Parmi les « mauvaises » raisons, il y a celle qui voudrait réduire et assimiler, sur un postulat idéologique, les rapports humains à celui de consommateur/client. Il ne faut pas avoir peur du mot « client » nous dit-on, injonction assortie d’un jugement moral reléguant aux horreurs d’un passé révolu toute résistance à utiliser le terme. Effectivement, ce que met en avant l’utilisation de ce terme, c’est la préoccupation première de faire valoir les droits de la personne, de prendre en compte ses besoins et ses souhaits, de lui permettre de développer son autonomie et son « empowerment », et de mettre les professionnels au service de ces personnes. A ce titre, le terme opère une rupture radicale avec les pratiques antérieures où les actions étaient organisées du point de vue des institutions et des services dont ils étaient dotés, sans véritablement se préoccuper du point de vue des personnes. Témoignait de cette posture le principe de justification suivant : « C’est pour leur bien !».

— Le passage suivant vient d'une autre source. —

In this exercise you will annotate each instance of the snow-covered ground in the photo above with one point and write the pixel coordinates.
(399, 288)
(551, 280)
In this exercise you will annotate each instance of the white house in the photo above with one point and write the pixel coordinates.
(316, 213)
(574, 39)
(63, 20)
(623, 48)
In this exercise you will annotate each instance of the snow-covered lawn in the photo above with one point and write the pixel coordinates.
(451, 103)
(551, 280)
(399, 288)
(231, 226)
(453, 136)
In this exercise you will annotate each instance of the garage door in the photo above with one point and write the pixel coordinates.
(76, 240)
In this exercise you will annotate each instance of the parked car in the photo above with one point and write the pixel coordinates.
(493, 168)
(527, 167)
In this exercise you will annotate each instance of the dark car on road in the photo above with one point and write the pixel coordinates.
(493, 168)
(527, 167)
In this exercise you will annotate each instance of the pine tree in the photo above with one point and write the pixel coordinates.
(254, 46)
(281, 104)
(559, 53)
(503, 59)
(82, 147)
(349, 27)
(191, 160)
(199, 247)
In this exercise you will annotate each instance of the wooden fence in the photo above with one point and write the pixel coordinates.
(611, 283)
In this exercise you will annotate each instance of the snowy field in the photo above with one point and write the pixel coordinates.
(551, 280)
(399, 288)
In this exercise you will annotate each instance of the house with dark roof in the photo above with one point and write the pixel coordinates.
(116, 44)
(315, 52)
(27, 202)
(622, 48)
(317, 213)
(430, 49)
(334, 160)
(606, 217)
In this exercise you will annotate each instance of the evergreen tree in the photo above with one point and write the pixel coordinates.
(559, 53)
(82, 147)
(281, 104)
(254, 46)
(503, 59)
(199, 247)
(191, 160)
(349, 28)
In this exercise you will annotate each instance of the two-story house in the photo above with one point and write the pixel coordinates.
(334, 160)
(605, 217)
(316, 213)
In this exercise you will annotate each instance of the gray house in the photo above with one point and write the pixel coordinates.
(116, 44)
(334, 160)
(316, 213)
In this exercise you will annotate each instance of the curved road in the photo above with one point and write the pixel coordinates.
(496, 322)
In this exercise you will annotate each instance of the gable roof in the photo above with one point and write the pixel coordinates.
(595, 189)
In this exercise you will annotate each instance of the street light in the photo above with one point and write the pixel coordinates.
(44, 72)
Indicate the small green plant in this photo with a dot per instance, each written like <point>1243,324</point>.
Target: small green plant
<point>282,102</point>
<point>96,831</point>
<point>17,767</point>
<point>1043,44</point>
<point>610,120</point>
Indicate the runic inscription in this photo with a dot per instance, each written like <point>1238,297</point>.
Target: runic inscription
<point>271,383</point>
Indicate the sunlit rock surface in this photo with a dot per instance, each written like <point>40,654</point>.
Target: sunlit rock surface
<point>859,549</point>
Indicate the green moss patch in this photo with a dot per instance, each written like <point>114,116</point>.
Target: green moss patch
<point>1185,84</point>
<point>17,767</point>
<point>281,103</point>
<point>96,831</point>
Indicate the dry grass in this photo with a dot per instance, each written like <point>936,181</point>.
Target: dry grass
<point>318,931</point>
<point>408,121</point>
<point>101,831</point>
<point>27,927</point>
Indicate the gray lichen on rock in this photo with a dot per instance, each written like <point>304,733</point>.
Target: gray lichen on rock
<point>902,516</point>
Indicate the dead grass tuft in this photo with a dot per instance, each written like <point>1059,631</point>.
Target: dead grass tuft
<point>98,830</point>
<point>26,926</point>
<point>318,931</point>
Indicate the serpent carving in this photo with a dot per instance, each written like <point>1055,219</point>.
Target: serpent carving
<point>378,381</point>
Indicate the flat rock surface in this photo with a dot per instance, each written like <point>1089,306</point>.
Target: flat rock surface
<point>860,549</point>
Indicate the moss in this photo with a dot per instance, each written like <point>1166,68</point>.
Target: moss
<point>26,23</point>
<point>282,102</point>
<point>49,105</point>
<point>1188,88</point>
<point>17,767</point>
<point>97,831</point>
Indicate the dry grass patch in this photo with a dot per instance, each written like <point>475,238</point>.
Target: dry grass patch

Mais un homme n’est-il qu’un client ? La généralisation de la réduction de l’humain à un rapport client/fournisseur de prestations passe à côté de la complexité de la vie humaine. Elle développe une définition de l’humanité comme un ensemble de consommateurs porteurs de droits, ce qu’elle est indéniablement. Mais ce n’est peut-être pas cela qui est en mesure de faire société. La citoyenneté par exemple ne peut se satisfaire de cette vision hémiplégique de l’homme : celui-ci a certes des droits, fondamentaux, mais aussi des devoirs, fondamentaux également. L’hypertrophie de l’individu, révélée par la notion de client, ignore les devoirs qui font société. Une orientation de la philosophie de l’intervention médico-sociale dont la base est l’individu considéré comme client d’un monde conforme aux diktats économiques dominants s’interdit de penser les conditions d’un vivre ensemble et d’une société inclusive.

Il est aussi une autre raison, utilitariste et parfois cynique, à ces orientations : les institutions coutent cher, et leur transformation en services constitueraient une économie substantielle. En tout cas, c’est ainsi que des décideurs et technocrates présentent les choses. Mais l’expérience montre aussi que lorsqu’une telle orientation est réalisée avec la volonté première de rendre les choses moins coûteuses, c’est généralement avec des conséquences désastreuses. L’exemple de la transition de la scolarisation en établissement spécialisé vers une scolarisation en milieu ordinaire, avec des coûts revus à la baisse, témoigne de l’impasse des mauvaises raisons de ces évolutions.

Il est bien dommage que de telles mauvaises raisons nuisent à l’effectivité de changements nécessaires à la meilleure reconnaissance des personnes en situation de handicap, et pire, deviennent dissuasives pour des acteurs (parents, professionnels) qui pourtant pourraient y souscrire.